A Friday for us all

To avoid things becoming heated during Black Friday, take Kevin’s advice. | Drawing: Kevin Niederman

To avoid things becoming heated during Black Friday, take Kevin’s advice. | Drawing: Kevin Niederman

Column like I see 'em

Black Friday is my kind of day. If you don't know what I'm talking about, let me set it up for you.

Yesterday was Thanksgiving. You sat at a table and talked with people you love while stuffing yourself to the fullest of your capability with your favorite foods.

Since Thanksgiving lunch was late in the afternoon it also encapsulated dinner, which means your food coma hit earlier than normal and you passed out hard around 7 p.m. That was by design.

Cut to you parking outside Best Buy at 2 a.m. and getting in a line already three hundred strong. It's in the low twenties, your flip-flops aren't insulating your toes like you thought they would, and the people surrounding you are miserable, and angry they didn't get here earlier.

Black Friday is a mad celebration of everything consumerist. Stores are bringing in record numbers of shoppers and making the most profit all year, and at the same time people are lining up for deals of a lifetime. Some people say it's crazy and aggressive and exhausting and not at all worth your time, but those people are doing it wrong.

Let me tell you how to do Black Friday right.

The problem people have with Black Friday is everyone operating under the assumption that the early bird gets the worm. I mean, that's technically true, but the worms they're looking for are the 75 percent off giant TV worms, or the eight person triple threat jet jacuzzi for twenty bucks worms.

Those are the worms they advertise in the little pamphlets they mail to everybody, but in truth they only have like ten, or less, of those worms. The secret to Black Friday is to widen the horizons of what you might consider a worm.

While all those angry, ravenous birds are in the Thunderdome straight murdering each other over a couple choice worms, you just slink on past to the smaller, more numerous worms.

I, for instance, go to the electronics center, and while the attention is on the overweight soccer mom who has a city councilman in a German suplex, I sneak over to the DVD section, seemingly untouched by these barbarians. I got every season of "Psych" for ten bucks each. It's usually forty dollars.

They have shows from two or three years ago and they’re just dirt cheap. Clothes too! I got one of my favorites hats on Black Friday for like, pretty cheap.

Then there's the line you have to wait in. They build this special aisle that's a good two miles long and the entire thing is just lined with deals. It's a bit of a mind game since they force you to stand in that line for like three hours anyway.
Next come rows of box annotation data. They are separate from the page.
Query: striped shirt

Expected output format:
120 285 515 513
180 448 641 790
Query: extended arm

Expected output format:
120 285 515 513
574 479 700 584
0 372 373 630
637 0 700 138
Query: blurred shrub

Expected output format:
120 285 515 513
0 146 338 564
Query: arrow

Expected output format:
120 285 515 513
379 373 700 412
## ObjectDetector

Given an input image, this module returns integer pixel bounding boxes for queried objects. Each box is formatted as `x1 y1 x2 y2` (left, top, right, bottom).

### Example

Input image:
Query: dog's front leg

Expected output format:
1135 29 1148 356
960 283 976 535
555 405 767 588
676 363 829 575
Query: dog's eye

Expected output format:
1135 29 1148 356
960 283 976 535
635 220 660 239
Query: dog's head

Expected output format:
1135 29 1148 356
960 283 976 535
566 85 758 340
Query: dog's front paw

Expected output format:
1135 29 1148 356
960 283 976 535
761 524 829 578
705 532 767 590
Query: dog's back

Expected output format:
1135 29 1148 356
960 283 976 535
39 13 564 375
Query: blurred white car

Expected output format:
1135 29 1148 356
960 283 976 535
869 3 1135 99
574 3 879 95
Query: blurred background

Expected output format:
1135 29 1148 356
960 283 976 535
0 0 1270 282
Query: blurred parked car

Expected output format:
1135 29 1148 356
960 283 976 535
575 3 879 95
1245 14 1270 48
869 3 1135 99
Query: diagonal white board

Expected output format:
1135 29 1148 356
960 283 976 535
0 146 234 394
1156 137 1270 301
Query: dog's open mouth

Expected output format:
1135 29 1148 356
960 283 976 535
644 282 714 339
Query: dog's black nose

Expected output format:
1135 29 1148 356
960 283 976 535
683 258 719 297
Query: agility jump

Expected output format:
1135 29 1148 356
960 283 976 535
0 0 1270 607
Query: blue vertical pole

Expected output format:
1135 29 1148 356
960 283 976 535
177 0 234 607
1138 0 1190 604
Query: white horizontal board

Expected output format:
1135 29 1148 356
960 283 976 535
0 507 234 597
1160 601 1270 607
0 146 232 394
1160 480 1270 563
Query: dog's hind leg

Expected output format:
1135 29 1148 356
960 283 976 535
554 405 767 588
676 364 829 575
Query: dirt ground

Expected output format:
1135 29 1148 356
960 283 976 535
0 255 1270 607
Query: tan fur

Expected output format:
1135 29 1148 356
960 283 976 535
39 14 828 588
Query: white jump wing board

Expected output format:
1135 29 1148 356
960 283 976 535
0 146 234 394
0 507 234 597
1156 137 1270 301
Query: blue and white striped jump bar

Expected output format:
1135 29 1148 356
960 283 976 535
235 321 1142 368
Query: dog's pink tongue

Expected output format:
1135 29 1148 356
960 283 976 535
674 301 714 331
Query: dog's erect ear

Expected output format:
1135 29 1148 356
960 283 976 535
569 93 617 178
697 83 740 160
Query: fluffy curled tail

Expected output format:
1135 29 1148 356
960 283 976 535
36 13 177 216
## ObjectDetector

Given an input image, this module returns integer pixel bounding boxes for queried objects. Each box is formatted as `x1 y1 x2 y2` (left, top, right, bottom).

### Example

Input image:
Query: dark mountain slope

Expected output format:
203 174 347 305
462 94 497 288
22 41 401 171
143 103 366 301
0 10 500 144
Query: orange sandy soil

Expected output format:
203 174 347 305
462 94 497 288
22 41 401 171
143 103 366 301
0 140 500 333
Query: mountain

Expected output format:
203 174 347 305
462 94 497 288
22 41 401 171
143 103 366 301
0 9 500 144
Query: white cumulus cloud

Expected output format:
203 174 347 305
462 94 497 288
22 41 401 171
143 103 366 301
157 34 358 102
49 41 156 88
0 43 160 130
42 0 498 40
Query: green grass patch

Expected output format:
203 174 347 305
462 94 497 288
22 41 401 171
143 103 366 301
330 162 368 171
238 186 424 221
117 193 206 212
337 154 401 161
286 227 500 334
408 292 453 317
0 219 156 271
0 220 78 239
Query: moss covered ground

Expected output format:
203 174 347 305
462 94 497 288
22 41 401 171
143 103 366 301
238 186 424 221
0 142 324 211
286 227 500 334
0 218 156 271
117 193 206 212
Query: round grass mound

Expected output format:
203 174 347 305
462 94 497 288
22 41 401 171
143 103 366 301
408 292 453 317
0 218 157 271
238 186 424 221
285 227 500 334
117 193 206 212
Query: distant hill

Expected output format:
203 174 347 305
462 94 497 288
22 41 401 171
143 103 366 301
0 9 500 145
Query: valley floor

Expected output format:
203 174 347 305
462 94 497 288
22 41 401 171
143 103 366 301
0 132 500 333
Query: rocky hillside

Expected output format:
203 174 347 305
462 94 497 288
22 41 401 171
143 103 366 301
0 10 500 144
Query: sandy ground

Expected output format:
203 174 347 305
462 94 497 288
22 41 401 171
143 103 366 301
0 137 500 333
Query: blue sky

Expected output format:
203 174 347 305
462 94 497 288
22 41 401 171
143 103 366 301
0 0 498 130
I got a popcorn machine for fifteen bucks while waiting to buy those DVDs. It was a tiny popcorn machine, but, you know what? It made popcorn, and that made the DVDs that much better.

This year, I suggest you too come out the mad world of Black Friday. Just walk the opposite direction of the crowds.

You'll find something worthwhile, like the anthology of “Where's Waldo?” books for four bucks, or a special meatloaf pan for ten. It's so much easier to find deals and enjoy yourself if you just lower your standards and don't try to find anything.

Just go! And if you see a fist fight between a clergyman and his neighbor's four year old over the last microwave the store has to offer, that's just a perk. Enjoy it while you can, because you'll have to wait a whole year to see it again, and nobody wants to see a five year old get clotheslined.


Kevin Niederman is a junior studying nursing.